Title: Re: Borderline
Post by: formflier on December 13, 2020, 11:59:23 AM

Ugg..that is a hard spot to be in.

So...to be clear, she will say (give me x) or (take me to y) and if there is hesitation or refusal on your part she will then threaten that if you don't do what she wants the "consequence" will be that she will not properly take her medicine.

Do I have that right?

Perhaps a more minor question.  Do you give her money and then she buys the supplies or do you but the supplies and then hand them to her.

 :hug: :hug: :hug:

Best,

FF


Title: Re: Borderline
Post by: bpdthoughts on December 13, 2020, 01:25:33 PM
Thanks so much for your replies.  We do not give her cash, we purchase the supplies and hand them to her as needed.  When her blood sugar drops low or we can't get her to respond to us, we do call 911 and they do a safety check.  She did actually overdose one month ago and I found her and revived her.  The police then told us to call 911 any time we can't get in touch with her as they would have a faster response time. 
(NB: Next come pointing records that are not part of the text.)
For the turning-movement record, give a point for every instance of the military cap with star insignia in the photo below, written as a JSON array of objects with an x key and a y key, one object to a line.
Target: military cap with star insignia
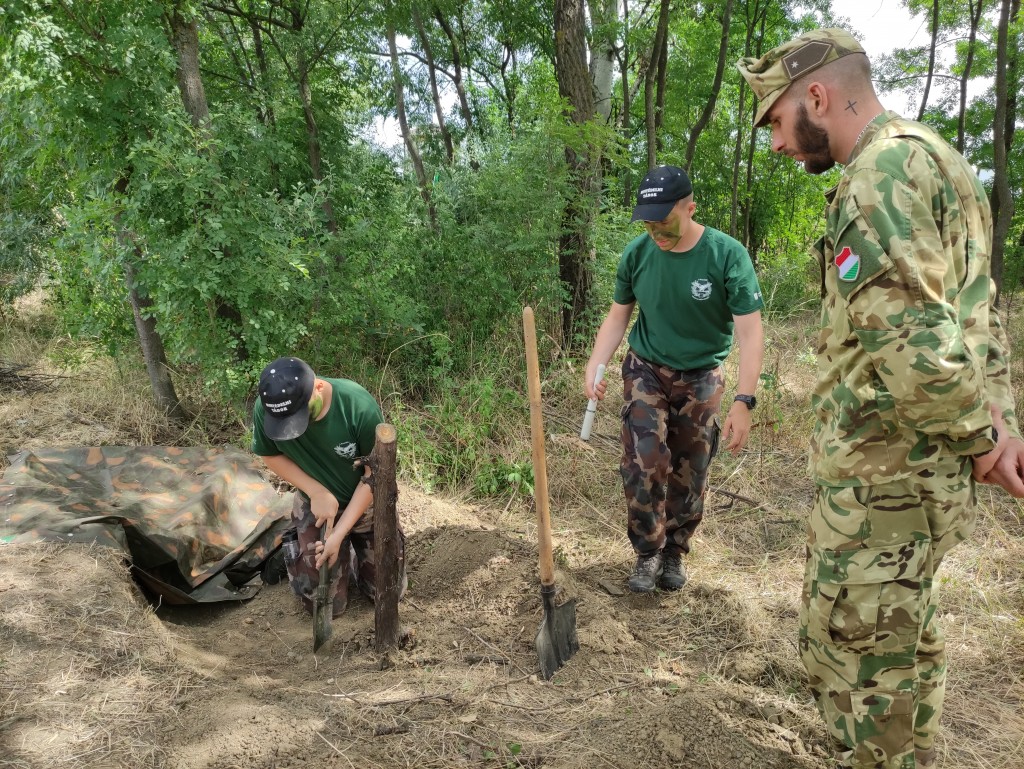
[{"x": 772, "y": 74}]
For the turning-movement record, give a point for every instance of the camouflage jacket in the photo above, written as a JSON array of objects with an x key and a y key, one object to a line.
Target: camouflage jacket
[{"x": 910, "y": 351}]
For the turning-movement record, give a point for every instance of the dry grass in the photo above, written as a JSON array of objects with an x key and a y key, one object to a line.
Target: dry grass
[
  {"x": 92, "y": 399},
  {"x": 89, "y": 673},
  {"x": 108, "y": 685}
]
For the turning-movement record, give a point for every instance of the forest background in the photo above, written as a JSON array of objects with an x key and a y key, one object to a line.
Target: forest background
[{"x": 197, "y": 189}]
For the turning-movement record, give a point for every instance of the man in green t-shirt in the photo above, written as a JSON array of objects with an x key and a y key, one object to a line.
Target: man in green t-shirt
[
  {"x": 309, "y": 430},
  {"x": 692, "y": 286}
]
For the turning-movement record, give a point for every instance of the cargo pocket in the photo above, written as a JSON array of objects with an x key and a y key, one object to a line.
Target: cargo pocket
[
  {"x": 868, "y": 601},
  {"x": 715, "y": 431}
]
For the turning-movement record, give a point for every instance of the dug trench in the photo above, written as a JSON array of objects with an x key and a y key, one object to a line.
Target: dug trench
[{"x": 101, "y": 678}]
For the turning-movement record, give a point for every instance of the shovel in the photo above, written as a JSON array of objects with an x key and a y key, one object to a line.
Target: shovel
[
  {"x": 323, "y": 603},
  {"x": 556, "y": 638}
]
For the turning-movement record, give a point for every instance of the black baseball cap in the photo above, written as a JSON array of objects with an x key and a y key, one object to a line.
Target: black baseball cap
[
  {"x": 658, "y": 193},
  {"x": 285, "y": 389}
]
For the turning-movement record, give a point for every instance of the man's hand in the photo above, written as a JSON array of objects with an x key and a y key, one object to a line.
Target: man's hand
[
  {"x": 984, "y": 464},
  {"x": 1008, "y": 470},
  {"x": 329, "y": 551},
  {"x": 588, "y": 386},
  {"x": 325, "y": 508},
  {"x": 737, "y": 427}
]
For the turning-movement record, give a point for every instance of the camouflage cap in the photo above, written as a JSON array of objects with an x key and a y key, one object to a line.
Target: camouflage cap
[{"x": 771, "y": 75}]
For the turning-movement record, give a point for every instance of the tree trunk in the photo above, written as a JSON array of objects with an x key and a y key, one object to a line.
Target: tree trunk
[
  {"x": 145, "y": 326},
  {"x": 434, "y": 91},
  {"x": 460, "y": 87},
  {"x": 931, "y": 58},
  {"x": 508, "y": 85},
  {"x": 602, "y": 53},
  {"x": 972, "y": 38},
  {"x": 747, "y": 240},
  {"x": 312, "y": 139},
  {"x": 625, "y": 123},
  {"x": 650, "y": 116},
  {"x": 184, "y": 36},
  {"x": 723, "y": 52},
  {"x": 387, "y": 632},
  {"x": 737, "y": 155},
  {"x": 1004, "y": 211},
  {"x": 407, "y": 135},
  {"x": 574, "y": 247}
]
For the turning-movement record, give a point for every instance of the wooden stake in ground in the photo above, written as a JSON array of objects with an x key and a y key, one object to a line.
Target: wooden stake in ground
[{"x": 382, "y": 464}]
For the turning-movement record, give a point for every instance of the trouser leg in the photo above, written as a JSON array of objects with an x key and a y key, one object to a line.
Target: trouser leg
[
  {"x": 646, "y": 459},
  {"x": 303, "y": 577},
  {"x": 692, "y": 442},
  {"x": 869, "y": 638}
]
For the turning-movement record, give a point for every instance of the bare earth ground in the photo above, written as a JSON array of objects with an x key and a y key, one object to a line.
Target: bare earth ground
[{"x": 708, "y": 678}]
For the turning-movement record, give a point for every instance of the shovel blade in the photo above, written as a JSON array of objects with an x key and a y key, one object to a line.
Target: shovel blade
[
  {"x": 323, "y": 610},
  {"x": 556, "y": 638}
]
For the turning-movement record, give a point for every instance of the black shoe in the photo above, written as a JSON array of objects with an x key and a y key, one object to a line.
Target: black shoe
[
  {"x": 673, "y": 571},
  {"x": 645, "y": 573},
  {"x": 274, "y": 570}
]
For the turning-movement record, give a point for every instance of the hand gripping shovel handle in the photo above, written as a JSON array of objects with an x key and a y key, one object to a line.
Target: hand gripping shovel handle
[
  {"x": 547, "y": 561},
  {"x": 324, "y": 604},
  {"x": 588, "y": 418}
]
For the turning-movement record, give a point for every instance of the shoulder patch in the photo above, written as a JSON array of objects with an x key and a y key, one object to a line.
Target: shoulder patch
[
  {"x": 848, "y": 264},
  {"x": 858, "y": 254}
]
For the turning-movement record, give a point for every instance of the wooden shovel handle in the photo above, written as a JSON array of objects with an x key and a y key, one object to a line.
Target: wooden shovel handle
[{"x": 540, "y": 466}]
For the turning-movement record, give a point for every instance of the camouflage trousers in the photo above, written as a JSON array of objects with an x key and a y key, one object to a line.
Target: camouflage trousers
[
  {"x": 355, "y": 559},
  {"x": 868, "y": 634},
  {"x": 670, "y": 436}
]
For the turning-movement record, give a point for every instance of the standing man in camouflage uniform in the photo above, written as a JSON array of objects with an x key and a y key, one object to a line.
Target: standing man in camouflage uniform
[
  {"x": 309, "y": 430},
  {"x": 692, "y": 285},
  {"x": 912, "y": 394}
]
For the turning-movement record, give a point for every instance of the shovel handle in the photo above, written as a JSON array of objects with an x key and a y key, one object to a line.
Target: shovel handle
[{"x": 547, "y": 561}]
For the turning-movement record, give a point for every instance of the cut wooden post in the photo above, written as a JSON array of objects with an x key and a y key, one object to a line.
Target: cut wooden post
[{"x": 386, "y": 630}]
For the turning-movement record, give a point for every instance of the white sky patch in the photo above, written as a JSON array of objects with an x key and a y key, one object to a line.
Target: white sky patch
[{"x": 882, "y": 26}]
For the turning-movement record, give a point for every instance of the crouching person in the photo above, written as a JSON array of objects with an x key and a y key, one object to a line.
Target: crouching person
[{"x": 309, "y": 431}]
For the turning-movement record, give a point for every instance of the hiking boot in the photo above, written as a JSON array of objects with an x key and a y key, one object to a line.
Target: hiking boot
[
  {"x": 673, "y": 571},
  {"x": 645, "y": 573}
]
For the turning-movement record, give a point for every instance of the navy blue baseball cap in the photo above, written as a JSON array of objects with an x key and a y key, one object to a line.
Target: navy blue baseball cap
[
  {"x": 658, "y": 193},
  {"x": 285, "y": 389}
]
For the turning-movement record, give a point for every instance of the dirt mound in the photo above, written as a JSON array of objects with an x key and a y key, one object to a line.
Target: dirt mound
[{"x": 96, "y": 679}]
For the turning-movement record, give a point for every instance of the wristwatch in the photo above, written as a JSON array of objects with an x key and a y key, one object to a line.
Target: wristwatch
[{"x": 751, "y": 400}]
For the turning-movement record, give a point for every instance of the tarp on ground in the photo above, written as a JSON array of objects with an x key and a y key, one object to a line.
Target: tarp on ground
[{"x": 197, "y": 523}]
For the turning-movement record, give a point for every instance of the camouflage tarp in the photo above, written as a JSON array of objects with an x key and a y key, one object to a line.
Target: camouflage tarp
[{"x": 197, "y": 523}]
She is currently unemployed, will be out of insurance in July and lives with her boyfriend.  She wants him to not work also as she continuously reminds us that part of her disorder is a problem with separation.  She has made threats to harm herself if he goes to work, or if we don't meet her demands.  When that happens we do have her put on a psych hold, but she always talks her way out.  We are terrified that we are going to lose her but can't keep giving into her demands.  Buy me clothes, take me to dinner...the list goes on.